Snake glaubt, er sei
vom BKA inoffiziell unter Beobachtung gesetzt worden, seit jemand
angeblich über seinen Server einen Hack ausgeführt hat. "Kann
schon sein", sagt Snake. Ihn kümmert nicht, was andere machen.
Er wünscht sich das Internet als einen freien Raum, in dem die Leute
selbst bestimmen, was sie tun. Seine Welt ist ein digitaler Wilder
Westen. Hacker und Hackergangs bewegen sich durch einen binären
Äther.

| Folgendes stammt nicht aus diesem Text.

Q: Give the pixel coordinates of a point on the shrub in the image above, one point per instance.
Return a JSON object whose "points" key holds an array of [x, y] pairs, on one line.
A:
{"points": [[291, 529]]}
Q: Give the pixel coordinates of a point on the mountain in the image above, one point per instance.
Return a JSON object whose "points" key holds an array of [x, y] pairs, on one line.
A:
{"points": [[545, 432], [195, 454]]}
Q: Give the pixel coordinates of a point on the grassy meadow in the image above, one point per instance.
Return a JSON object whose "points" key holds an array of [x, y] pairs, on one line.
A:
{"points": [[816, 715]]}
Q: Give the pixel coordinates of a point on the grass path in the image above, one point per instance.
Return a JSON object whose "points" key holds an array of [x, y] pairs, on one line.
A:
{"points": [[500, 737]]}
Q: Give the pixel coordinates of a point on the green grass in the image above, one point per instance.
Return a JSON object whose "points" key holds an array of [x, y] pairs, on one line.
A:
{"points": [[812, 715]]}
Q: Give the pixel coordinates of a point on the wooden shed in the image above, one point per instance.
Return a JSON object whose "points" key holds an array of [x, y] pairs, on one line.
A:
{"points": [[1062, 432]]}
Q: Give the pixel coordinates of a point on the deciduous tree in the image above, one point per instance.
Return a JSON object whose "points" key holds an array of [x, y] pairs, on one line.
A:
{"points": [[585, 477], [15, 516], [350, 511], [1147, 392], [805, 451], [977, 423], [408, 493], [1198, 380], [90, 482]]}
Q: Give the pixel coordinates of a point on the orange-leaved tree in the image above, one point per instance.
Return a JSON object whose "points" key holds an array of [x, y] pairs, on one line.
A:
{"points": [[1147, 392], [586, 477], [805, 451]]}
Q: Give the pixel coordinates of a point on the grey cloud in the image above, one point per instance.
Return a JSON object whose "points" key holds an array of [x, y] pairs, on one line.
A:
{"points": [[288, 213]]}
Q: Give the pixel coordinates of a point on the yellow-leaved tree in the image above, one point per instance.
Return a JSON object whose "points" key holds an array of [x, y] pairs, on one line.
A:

Datenfischer und -verstecker, Geheimdienste und Großkonzerne.
Eine paranoische Weltvision, in der die Angst vor den unsichtbaren
Feinden dem Wissen um die eigenen Fähigkeiten entspringt.
Snake erzählt, wie
ein Freund von ihm einmal von einem Hacker bedroht wurde. Er selbst
habe dann eine Woche lang nach dem Hacker gesucht. Am Ende wählte er
eine Nummer in Australien und las dem Angreifer dessen
Universitätsnoten vor. "Danach war der ruhig."
Dann holt er zwei
Visitenkarten aus dem Portemonnaie. Sie gehören Personalern. Eine
Karte von einem Internetgiganten, eine von einem Rüstungskonzern. Er
zeigt die Karten wie Trophäen vor und behauptet, die hätten in
seinem Briefkasten gelegen. Weil sein Name und seine Adresse im
Internet nicht zu finden sind, müssen beide Firmen anders auf ihn
aufmerksam geworden sein.
Seit Snake sein
Projekt hat, macht er nicht mehr mit bei den Demos gegen Scientology.
Er verbringt auch immer weniger Zeit auf 4chan, "zu viele
Neuschwuchteln", sagt er. Er versucht, seinen Tunnel in Schuss
zu halten. Er macht sich auch Sorgen wegen des BKA. "Vielleicht
sperren die mich irgendwann ein", sagt Snake. Seinen Server hat
er so hingestellt, dass er bei offener Wohnungstür nicht zu sehen
ist. Das Gerät reagiert auf Wechsel in Stromspannung und Temperatur.
Wenn jemand den Server mitnimmt, gehen alle Daten verloren.